Despite some of the limitations in program evaluation, Hightow-Weidman et al. demonstrated 2 very important public health strategies that, if implemented on a wider scale, could have considerable impact on the HIV epidemic as we move toward HIV elimination. First, they demonstrate the importance of academic and public health partnerships. These academic public health partnerships can potentially streamline procedures of case finding, bring additional human resources to HIV elimination, and develop innovative public health strategies that may not be standard of care. Trust built through such partnerships is required to ensure that the relationship is mutually beneficial and strong enough to withstand some of the bureaucratic and logistical challenges to merging efforts between academic and public health institutions.
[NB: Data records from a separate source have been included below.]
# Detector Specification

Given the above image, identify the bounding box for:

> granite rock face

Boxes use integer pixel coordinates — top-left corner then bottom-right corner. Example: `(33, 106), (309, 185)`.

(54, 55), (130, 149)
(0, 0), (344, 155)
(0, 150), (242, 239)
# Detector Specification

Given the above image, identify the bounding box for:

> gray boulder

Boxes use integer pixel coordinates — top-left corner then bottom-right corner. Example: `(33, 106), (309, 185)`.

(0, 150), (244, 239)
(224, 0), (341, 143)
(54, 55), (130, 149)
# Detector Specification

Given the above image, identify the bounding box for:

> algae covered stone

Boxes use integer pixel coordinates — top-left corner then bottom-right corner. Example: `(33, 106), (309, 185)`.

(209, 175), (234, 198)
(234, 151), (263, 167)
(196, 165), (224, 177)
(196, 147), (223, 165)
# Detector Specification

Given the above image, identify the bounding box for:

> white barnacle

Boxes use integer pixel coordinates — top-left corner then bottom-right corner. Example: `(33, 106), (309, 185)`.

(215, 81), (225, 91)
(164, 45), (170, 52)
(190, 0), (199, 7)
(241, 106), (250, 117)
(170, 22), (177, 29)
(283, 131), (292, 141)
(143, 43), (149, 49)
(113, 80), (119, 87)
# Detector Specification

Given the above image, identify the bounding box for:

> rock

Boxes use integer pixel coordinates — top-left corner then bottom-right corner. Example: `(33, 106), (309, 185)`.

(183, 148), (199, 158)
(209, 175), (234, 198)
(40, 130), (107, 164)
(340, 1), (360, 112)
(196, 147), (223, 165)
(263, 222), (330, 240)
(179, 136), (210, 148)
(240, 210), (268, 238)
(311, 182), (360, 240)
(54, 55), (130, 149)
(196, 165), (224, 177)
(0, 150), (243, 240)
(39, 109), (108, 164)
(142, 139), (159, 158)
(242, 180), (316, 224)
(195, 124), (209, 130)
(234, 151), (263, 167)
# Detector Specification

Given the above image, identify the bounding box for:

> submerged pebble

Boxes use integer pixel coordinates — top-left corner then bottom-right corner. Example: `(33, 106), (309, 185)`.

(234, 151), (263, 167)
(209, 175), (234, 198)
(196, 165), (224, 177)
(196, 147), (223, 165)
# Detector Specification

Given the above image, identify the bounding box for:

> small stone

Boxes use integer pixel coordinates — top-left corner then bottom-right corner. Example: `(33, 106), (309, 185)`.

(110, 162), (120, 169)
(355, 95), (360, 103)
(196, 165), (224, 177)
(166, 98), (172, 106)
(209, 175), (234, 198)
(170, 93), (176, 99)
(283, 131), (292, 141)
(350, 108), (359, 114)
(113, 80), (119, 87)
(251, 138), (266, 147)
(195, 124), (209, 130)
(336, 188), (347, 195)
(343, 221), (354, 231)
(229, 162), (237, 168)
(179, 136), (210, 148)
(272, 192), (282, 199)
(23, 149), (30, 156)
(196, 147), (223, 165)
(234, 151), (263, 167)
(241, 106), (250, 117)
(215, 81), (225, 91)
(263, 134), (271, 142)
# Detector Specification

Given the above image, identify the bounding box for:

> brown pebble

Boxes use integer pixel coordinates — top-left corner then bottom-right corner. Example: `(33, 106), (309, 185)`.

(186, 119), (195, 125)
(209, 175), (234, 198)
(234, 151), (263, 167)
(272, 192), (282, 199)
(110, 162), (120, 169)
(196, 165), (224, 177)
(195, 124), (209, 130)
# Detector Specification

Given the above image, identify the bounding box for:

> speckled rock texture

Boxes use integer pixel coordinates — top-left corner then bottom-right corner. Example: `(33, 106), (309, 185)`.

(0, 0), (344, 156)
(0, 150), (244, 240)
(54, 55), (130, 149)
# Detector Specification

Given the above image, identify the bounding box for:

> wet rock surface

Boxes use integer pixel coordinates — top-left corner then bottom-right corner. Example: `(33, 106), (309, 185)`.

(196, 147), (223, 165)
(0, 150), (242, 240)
A second important strategy implemented by the investigative team was to merge clinical data (HIV viral loads) with partner notification data to provide potentially powerful and exciting new avenues for the spectrum of engagement in HIV care implementation. For example, the team was able to reidentify individuals who were known to be previously infected but who were either with a detectable viral load and/or not linked to care. They then demonstrated success in linking/reengaging some of these individuals to/with care, and possibly eliminating the transmission potential these rediscovered individuals have within existing high-risk networks. Such reengagement represents a next-generation spectrum of engagement in HIV care strategy for Public Health Departments that may decrease onward transmission by linking people to care and decreasing the amount of virus circulating within these networks. An extension to partner services could also include periodically engaging virally unsuppressed individuals to assess for onward HIV transmission. Certainly, this approach will require careful review to ensure that accurate clinical data are collected and merged, and most importantly, it will again require partnerships between academic and public health institutions so that the data can be verified with clinical providers and then acted upon to reengage clients into existing clinical care structures. The authors should be commended for this incredibly important work, and it is only with such efforts and collaborations that we will move closer to HIV elimination.